THE big talking point in The Station Agent is the first serious, lead role for a dwarf. Goodbye Mini-Me in Austin Powers and that little guy who ended up packed away in the suitcase in Man With The Golden Gun.

Writer-director Tom McCarthy won the Waldo Salt screenwriting prize and his debut feature won the audience award at last year's Sundance Film Festival, testimony to the skill, craft and originality of his short and bittersweet indie movie.

Peter Dinklage, handsome with magnetic eyes, plays Fin, a solemn, stoical and solitary figure, at his happiest when left alone to enjoy his enthusiasm for trains, both real and in the model train shop where he works.

After the similarly self-contained shop owner dies suddenly, Fin's life changes track. He has inherited an abandoned train depot in the aptly named Newfoundland, New Jersey, once home to the station agent.

Writing with subtlety yet with plenty of sting and a grumpiness normally associated with the English, McCarthy depicts how Fin is forced to break his solitude when faced by the curious, screwed-up inhabitants of the backwater small town.

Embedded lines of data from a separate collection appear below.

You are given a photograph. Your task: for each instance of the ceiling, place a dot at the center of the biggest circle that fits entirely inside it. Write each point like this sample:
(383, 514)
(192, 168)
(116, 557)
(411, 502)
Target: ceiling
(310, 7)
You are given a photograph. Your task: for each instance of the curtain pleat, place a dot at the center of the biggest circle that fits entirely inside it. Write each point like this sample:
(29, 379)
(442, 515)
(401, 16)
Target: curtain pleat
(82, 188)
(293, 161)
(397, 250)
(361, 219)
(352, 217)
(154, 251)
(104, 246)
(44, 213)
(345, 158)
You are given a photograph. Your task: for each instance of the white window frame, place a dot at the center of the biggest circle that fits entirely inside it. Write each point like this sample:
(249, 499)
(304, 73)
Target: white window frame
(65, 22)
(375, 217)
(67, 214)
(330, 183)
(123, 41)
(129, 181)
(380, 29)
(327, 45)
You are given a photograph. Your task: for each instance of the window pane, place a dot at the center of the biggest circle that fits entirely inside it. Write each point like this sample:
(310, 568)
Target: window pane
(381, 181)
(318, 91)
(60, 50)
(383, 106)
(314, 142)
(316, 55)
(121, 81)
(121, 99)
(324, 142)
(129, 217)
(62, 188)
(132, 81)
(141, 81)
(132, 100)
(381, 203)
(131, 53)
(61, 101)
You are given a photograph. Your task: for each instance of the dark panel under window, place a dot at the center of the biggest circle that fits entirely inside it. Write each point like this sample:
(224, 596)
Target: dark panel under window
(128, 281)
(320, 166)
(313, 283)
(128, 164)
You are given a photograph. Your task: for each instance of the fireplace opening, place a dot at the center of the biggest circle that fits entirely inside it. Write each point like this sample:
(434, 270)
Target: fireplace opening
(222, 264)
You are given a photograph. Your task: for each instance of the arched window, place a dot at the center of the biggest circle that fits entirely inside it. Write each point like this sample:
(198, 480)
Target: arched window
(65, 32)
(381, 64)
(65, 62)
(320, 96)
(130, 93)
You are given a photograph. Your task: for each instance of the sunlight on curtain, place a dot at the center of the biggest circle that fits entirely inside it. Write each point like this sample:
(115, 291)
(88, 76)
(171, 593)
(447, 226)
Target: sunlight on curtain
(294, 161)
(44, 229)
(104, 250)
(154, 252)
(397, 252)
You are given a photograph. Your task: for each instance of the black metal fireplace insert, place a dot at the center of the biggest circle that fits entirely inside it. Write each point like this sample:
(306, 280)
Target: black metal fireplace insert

Some treat him as freak show; others, suppressed outsiders just like him, seek to connect.

Loud hot dog salesman Joe (Bobby Cannavale) pushes him like a puppy, trying to befriend him; the blonde librarian (Michelle Williams) makes a move on him; accident-prone artist Olivia (Patricia Clarkson) twice nearly runs him down but has that sexy old woman thing going on, as Bobby notes, although the loss of her son tears at her heart.

Amid whimsy worthy of Frank Capra, McCarthy creates complex, vulnerable, unsettling characters, thereby ensuring that The Station Agent is a comic drama with dignity, deadpan wit and not one patronising note.